In a sense, every woman’s face is a living experiment. As she goes about her day, her skin’s surface cycles continuously through its natural biological processes. New skin cells are generated, their health and appearance dependent, among other factors, on the genes they contain. Those cells, and those genes, are the subjects of a daily series of real-world tests, exposed to a relentless set of stressors such as the sun’s ultraviolet rays. In fact, “extrinsic” factors like UV rays and (to a lesser extent) air pollution account for more than 80 percent of the visible signs of aging: fine lines, wrinkles, dark spots and dryness.
Getting multimillion-dollar science into a $25 jar is a serious business. At Olay, where quality and efficacy take precedent over the rush to market, it can take up to four years to develop, test and formulate a new or improved skin care treatment. To create products for real women, Olay starts with real women: Its laboratory research is driven by the mountains of information it collects in interviews, surveys and clinical studies of women of all ages and backgrounds.
Today, the search for answers about how skin ages and how to help keep it looking young begins deep inside skin cells. That’s where genes help determine how skin functions and looks, and where UV rays and pollutants do the damage that causes wrinkles and other effects of aging. And that’s where Olay genomics scientist Jay Tiesman spends his days, figuring out exactly how that damage happens, the first step in identifying ways to help prevent and mitigate it. Tiesman, who earned his Ph.D. at the University of Nebraska Medical School, studies gene expression, the process in which information from skin genes is used to make collagen and other important proteins, which keep skin healthy and young-looking.
Tiesman and his team use high-powered technology to explore skin genes and how changes, triggered by external factors and natural aging, leave skin damaged and more fragile. Working in Olay’s research center outside Cincinnati, one of five around the world, they also analyze the activity profile and function of potential anti-aging ingredients, like palmitoyl pentapeptide-4, which, as Olay’s research confirmed, helps aging skin regenerate its youthful appearance.

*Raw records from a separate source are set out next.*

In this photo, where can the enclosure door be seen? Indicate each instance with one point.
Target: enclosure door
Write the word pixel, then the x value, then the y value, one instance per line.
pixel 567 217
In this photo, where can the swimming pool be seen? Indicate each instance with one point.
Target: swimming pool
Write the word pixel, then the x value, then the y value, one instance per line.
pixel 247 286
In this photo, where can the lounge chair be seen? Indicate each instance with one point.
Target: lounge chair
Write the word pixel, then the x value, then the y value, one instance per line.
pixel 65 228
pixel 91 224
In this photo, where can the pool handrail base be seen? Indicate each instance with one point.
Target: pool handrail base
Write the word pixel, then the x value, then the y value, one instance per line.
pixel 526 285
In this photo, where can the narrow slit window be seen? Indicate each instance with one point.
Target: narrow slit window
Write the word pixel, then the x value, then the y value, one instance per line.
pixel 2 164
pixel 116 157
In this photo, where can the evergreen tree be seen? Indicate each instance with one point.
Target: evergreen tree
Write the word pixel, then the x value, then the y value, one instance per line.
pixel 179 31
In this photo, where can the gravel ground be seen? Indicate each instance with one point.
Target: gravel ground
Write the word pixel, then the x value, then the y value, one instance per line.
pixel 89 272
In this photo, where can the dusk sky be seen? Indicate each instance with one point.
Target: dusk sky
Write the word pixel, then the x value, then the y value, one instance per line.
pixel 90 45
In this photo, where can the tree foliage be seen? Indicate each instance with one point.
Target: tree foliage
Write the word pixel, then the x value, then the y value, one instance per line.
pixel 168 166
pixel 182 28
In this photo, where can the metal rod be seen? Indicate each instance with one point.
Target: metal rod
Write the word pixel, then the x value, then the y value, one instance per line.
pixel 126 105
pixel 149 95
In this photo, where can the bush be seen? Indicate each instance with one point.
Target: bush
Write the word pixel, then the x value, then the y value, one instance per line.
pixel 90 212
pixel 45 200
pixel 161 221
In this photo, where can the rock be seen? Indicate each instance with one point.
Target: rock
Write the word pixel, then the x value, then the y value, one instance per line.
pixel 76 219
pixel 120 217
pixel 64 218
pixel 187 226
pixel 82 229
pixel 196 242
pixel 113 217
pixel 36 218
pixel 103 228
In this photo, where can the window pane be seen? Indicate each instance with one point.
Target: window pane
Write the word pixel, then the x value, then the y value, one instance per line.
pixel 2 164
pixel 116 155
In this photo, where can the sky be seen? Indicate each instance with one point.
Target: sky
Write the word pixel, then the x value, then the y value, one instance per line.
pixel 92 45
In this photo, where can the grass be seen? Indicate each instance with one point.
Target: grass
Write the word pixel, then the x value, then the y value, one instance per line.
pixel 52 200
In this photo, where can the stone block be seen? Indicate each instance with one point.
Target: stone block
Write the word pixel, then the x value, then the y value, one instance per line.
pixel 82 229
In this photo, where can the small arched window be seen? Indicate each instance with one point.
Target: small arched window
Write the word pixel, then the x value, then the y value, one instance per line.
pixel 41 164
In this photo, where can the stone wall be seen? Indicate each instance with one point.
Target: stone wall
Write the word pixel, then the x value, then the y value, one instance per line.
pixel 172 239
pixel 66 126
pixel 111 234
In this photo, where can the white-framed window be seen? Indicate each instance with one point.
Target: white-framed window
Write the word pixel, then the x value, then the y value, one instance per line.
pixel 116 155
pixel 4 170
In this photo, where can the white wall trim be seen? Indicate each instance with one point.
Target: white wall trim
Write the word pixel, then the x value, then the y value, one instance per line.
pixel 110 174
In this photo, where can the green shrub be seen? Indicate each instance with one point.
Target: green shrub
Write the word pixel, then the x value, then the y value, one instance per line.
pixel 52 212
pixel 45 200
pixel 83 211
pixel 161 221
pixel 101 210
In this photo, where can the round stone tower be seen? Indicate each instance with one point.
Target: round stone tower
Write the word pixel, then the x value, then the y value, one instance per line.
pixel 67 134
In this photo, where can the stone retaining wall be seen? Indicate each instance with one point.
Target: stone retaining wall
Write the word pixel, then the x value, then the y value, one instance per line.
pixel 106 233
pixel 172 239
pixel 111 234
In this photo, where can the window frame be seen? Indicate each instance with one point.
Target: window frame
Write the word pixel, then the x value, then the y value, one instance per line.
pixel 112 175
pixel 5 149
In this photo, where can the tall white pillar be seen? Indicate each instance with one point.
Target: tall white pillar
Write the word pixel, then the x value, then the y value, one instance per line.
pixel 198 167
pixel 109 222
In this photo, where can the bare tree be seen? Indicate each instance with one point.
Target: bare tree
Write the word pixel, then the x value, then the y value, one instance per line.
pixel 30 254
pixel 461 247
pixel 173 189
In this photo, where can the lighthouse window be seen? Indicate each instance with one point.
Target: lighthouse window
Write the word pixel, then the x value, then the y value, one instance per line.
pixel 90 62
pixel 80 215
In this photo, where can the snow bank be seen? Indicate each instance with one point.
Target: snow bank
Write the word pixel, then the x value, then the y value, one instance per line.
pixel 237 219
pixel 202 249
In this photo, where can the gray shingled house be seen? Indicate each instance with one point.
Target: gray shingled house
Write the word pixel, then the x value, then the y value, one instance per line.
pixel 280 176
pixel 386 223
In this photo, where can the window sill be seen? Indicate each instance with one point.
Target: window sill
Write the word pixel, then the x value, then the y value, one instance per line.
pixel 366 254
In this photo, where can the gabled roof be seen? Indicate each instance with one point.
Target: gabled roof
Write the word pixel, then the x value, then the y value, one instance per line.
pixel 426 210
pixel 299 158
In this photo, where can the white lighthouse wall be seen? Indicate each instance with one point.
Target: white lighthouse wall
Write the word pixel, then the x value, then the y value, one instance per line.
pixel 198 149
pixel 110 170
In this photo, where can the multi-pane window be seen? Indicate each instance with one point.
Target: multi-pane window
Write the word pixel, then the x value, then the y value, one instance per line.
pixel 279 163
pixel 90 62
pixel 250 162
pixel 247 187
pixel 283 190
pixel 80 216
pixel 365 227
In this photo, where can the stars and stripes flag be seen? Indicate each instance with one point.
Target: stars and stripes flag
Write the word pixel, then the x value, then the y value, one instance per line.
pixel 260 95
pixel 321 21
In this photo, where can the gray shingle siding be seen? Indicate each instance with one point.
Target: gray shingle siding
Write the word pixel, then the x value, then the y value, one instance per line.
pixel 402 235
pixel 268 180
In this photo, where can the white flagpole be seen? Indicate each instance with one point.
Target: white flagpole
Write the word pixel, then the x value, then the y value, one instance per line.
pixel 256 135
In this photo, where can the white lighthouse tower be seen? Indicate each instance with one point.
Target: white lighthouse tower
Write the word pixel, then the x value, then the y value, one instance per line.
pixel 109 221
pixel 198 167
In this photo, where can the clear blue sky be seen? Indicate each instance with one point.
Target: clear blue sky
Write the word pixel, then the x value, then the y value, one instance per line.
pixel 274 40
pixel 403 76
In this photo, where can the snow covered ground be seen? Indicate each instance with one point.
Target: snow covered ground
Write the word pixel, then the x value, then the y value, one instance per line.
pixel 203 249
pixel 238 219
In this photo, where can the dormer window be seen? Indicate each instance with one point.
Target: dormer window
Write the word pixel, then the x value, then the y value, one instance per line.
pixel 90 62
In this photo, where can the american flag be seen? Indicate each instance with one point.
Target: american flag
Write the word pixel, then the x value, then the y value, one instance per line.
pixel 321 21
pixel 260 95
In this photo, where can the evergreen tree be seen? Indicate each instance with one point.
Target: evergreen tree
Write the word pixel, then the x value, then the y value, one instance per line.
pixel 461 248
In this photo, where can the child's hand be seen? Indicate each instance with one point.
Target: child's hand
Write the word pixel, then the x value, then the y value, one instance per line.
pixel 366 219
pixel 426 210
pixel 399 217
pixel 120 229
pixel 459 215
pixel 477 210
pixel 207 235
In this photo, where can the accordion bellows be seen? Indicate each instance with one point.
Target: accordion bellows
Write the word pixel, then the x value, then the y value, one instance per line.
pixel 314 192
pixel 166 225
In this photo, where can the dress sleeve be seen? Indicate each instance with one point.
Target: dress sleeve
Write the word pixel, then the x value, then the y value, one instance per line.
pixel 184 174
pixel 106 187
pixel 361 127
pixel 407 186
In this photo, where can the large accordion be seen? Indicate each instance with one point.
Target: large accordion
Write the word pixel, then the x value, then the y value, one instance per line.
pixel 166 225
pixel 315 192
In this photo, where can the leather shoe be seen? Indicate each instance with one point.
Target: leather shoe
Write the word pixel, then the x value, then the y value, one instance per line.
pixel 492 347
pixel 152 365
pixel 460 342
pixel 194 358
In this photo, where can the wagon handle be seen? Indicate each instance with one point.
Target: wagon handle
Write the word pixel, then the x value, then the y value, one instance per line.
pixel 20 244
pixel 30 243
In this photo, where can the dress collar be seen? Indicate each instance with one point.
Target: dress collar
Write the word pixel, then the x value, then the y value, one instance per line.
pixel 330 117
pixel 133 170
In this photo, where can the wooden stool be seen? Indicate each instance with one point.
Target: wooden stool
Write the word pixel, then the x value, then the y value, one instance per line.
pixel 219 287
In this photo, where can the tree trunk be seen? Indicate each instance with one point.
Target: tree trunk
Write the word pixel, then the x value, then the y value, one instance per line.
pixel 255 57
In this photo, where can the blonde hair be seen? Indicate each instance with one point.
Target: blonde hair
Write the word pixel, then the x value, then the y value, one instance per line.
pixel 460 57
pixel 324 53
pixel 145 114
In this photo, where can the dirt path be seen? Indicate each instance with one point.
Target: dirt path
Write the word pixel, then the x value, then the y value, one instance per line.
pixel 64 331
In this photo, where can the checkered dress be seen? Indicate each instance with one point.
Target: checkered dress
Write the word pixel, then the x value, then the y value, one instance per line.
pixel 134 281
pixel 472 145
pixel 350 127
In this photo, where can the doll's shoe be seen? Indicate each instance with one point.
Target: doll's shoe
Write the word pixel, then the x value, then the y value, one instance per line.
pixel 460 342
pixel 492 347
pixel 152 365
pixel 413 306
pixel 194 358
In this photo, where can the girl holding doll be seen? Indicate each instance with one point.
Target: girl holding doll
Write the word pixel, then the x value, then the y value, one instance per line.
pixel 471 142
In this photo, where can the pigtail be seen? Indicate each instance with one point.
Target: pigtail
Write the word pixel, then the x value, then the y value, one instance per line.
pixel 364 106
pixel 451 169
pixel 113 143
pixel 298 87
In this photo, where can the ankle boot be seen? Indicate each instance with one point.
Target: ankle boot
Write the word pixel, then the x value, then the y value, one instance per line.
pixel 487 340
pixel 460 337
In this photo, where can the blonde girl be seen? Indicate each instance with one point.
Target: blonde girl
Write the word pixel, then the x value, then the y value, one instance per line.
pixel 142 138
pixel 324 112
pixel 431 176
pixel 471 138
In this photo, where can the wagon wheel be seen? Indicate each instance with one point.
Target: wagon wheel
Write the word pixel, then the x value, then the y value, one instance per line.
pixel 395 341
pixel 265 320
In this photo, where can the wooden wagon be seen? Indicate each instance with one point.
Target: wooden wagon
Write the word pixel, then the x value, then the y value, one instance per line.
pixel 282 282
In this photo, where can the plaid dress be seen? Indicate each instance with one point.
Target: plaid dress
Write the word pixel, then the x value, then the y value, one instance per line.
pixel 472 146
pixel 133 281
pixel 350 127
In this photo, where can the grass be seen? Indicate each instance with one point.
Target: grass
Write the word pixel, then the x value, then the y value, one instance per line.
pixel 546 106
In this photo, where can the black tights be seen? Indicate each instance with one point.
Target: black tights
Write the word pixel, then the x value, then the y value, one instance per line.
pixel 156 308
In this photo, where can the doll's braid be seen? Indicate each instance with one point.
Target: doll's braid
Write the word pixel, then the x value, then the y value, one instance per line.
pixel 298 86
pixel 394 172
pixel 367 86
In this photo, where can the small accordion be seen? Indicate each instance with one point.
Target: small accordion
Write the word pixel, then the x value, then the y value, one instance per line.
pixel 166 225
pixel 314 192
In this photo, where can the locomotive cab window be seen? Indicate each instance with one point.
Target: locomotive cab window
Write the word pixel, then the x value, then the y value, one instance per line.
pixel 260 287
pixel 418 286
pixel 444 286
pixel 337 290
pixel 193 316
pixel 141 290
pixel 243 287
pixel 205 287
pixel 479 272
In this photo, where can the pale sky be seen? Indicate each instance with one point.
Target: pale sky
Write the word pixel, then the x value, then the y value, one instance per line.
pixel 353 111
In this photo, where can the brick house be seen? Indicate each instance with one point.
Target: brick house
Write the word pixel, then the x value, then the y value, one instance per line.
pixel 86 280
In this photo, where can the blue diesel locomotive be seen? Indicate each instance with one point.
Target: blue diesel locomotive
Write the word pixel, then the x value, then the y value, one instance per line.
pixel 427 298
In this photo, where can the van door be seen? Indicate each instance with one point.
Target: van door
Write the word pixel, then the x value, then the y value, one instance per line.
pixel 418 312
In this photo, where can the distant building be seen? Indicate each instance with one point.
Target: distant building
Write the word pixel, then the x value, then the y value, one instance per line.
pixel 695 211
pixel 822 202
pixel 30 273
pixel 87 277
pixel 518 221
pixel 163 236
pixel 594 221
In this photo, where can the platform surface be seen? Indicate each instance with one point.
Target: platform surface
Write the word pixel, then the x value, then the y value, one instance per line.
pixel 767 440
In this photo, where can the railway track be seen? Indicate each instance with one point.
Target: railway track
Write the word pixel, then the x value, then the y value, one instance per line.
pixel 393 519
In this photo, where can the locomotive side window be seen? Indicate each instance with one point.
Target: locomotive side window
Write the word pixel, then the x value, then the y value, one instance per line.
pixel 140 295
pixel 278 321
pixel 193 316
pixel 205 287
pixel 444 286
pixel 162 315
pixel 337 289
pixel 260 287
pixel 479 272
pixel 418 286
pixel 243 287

Finding the optimal combinations and concentrations of anti-aging ingredients and how to formulate them all into one effective product is what the skin care business is all about. Olay is relentless about it. In 2000, it was one of the first to offer a product containing niacinamide, a form of vitamin B3 that, among other things, helps strengthen skin’s moisture barrier. It also helps reduce the visible appearance of pores and improve skin texture and radiance. In 2003, researchers at the National Institutes of Health showed that peptides, a chain of amino acids, play a role in skin surface regeneration. That same year, Olay introduced the Regenerist line of products with a new formula that included an amino-peptide complex, shown to be effective at reducing the appearance of wrinkles.